Не вовремя я подумал, что Наталка с нетерпением ждёт моей телеграммы, а я здесь недурственно провожу время.
– О чём ты всё время думаешь? – развеял мои мысли Игорь.
– Своих вспомнил, – чистосердечно отозвался я и в первый момент пожалел, что откровенничаю с ним. Сейчас его этим не проймёшь, он думает о другом.
Так оно и было. Игорь стал охотно делиться своими любовными похождениями. Что за дурной характер у меня? Не люблю ведь, когда мужики хвастаются своими победами над женщинами, тошно становится от таких разговоров, а найти в себе силы и сказать об этом прямо в лицо не всегда могу. Так и в этот раз – поддержал разговор.
Стараясь найти где-нибудь укромное местечко, чтобы посидеть в тишине, мы зашли с Игорем в детский городок.
Правду говорят, что в тихом омуте черти водятся. На вид заброшенный в этот час людьми детский городок таил в себе много непредсказуемого.

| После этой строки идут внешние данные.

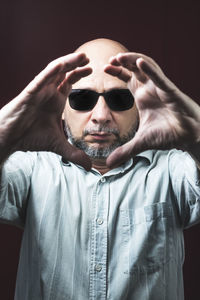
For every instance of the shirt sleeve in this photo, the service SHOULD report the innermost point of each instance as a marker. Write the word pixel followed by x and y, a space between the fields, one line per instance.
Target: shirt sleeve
pixel 14 188
pixel 185 179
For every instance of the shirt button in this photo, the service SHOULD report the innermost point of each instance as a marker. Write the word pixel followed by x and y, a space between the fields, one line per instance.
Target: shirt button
pixel 98 268
pixel 103 179
pixel 99 221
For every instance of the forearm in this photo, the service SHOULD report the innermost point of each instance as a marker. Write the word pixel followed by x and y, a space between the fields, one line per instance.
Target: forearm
pixel 195 154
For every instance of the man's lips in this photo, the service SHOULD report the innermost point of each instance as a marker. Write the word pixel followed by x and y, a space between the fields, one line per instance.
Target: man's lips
pixel 99 136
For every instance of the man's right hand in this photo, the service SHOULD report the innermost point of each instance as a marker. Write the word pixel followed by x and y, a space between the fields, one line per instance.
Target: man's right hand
pixel 33 120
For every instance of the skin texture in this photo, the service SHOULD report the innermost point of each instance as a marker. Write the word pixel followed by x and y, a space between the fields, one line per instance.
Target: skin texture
pixel 167 117
pixel 100 115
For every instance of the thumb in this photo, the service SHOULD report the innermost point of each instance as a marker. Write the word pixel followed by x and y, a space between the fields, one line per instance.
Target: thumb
pixel 73 154
pixel 125 152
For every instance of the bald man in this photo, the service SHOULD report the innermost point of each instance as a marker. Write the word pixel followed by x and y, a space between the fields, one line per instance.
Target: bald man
pixel 90 170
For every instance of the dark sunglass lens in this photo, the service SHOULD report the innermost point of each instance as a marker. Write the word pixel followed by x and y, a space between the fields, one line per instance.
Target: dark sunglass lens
pixel 120 100
pixel 82 100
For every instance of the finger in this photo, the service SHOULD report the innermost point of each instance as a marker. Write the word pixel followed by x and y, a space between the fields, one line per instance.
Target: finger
pixel 125 152
pixel 73 77
pixel 118 71
pixel 76 156
pixel 114 61
pixel 60 65
pixel 155 74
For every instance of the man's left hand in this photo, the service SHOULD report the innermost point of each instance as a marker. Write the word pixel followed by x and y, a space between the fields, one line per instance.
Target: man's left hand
pixel 167 117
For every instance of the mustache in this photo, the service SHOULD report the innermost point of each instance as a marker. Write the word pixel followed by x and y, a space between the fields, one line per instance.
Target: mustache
pixel 99 129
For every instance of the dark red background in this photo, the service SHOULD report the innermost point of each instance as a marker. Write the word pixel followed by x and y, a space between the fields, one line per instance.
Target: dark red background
pixel 34 32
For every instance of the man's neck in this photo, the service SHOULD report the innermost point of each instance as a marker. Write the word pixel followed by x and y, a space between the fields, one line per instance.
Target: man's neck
pixel 100 165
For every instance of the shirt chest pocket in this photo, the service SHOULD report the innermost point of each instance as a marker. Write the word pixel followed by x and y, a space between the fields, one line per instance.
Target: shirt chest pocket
pixel 147 238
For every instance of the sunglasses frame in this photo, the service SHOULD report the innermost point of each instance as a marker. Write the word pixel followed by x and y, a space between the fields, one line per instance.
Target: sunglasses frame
pixel 106 96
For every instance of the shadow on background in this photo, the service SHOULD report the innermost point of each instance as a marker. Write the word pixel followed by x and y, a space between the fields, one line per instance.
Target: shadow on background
pixel 32 33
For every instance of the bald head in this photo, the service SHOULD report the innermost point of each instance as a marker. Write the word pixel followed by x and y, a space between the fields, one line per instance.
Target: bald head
pixel 99 51
pixel 100 44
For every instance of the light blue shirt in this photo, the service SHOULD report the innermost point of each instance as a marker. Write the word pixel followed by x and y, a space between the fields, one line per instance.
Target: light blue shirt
pixel 86 236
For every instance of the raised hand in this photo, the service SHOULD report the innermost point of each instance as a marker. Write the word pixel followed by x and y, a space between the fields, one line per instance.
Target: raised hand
pixel 167 117
pixel 33 120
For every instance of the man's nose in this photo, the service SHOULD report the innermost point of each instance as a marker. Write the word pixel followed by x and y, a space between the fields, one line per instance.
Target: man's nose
pixel 101 113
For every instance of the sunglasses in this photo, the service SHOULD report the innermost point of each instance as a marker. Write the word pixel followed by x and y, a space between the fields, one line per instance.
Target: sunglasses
pixel 116 99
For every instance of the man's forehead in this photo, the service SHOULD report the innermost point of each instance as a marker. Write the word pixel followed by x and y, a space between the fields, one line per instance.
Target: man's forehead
pixel 99 52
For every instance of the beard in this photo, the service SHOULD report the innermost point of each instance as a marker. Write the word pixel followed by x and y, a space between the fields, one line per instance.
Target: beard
pixel 100 152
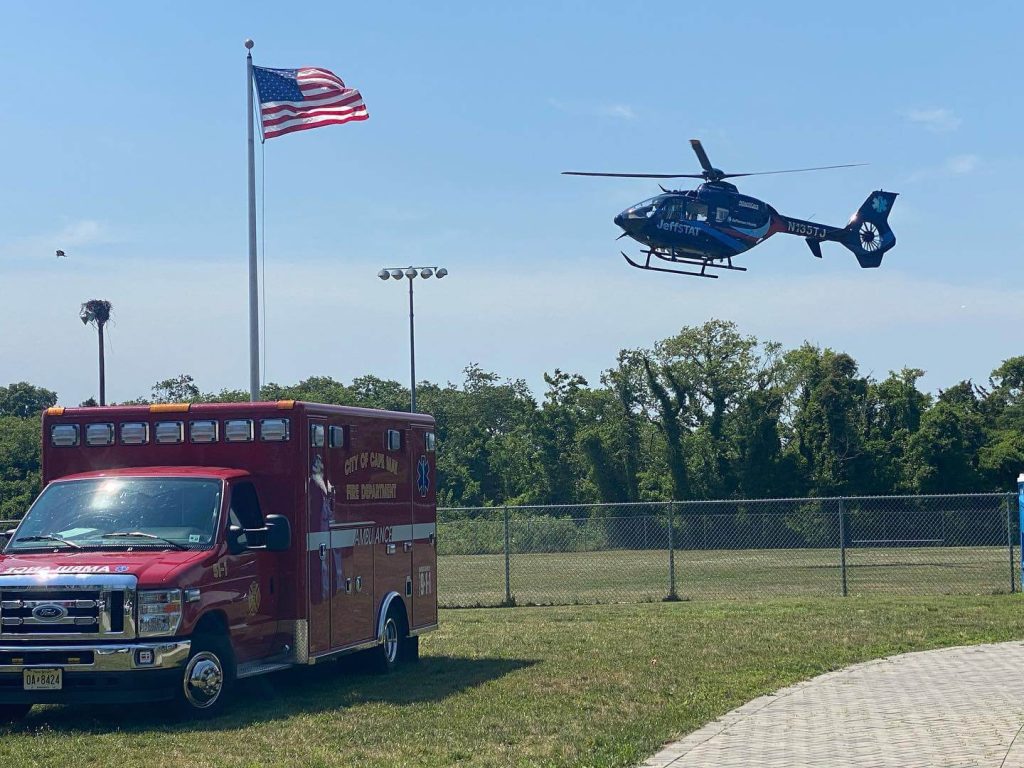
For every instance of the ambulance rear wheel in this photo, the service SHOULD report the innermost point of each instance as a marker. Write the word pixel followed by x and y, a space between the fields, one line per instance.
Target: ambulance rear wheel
pixel 392 649
pixel 13 713
pixel 207 678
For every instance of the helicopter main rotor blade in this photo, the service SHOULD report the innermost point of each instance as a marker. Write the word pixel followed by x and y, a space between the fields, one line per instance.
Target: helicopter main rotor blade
pixel 794 170
pixel 634 175
pixel 701 155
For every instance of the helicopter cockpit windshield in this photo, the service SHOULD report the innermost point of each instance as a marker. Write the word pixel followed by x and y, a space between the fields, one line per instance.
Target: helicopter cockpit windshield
pixel 644 210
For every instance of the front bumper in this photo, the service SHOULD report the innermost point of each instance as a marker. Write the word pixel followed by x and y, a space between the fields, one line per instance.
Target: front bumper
pixel 95 674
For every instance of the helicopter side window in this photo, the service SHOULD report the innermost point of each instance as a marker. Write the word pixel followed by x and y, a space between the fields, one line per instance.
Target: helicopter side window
pixel 696 211
pixel 643 210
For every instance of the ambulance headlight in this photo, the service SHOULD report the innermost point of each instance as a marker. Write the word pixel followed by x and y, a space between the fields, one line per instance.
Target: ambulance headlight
pixel 159 612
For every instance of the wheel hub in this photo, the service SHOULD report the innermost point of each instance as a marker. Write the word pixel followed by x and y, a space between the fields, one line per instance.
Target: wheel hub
pixel 204 680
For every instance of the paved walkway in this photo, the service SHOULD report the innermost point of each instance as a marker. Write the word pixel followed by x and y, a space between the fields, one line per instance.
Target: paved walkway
pixel 954 708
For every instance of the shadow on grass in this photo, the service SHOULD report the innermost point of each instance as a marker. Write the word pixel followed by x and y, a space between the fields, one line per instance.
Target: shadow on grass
pixel 326 687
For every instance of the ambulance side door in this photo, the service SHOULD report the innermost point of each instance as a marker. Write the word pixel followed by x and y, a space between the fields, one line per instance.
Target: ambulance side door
pixel 320 505
pixel 424 494
pixel 247 573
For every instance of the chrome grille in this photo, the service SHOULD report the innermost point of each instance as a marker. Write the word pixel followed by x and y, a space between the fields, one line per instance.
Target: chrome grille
pixel 49 612
pixel 85 606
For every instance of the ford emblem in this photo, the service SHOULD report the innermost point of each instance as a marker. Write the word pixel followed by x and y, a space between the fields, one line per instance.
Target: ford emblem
pixel 49 612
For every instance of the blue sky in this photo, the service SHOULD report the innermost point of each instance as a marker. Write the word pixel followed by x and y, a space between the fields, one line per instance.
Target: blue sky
pixel 124 137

– Ты смотри какая «тёлка» плывёт, – шёпотом произнёс Игорь и взял мою руку в свою.
Хотя пошлые словечки друга понемногу меня стали раздражать, я никак не прореагировал на это – всё внимание моё было устремлено на незнакомку. Навстречу шла молодая симпатичная женщина. Строгий вельветовый костюм ладно сидел на её стройном теле, в руках была чёрная сумочка. Она не спеша прошла мимо и даже не взглянула на нас.
На Игоря это подействовало ошеломляюще. Я почувствовал это потому, как он не выпускал мою руку, и остановившись, не спускал глаз с молодой женщины.
Мы не успели произнести ни слова друг другу, как незнакомка села в беседку и заплакала. Игорь хохотнул, но тут же умолк. Какое-то странное чувство овладело мной. Я не мог понять, что со мной происходит. С одной стороны, мне вдруг захотелось подойти и успокоить её, а с другой – подобный шаг заглушался во мне страшной нерешительностью.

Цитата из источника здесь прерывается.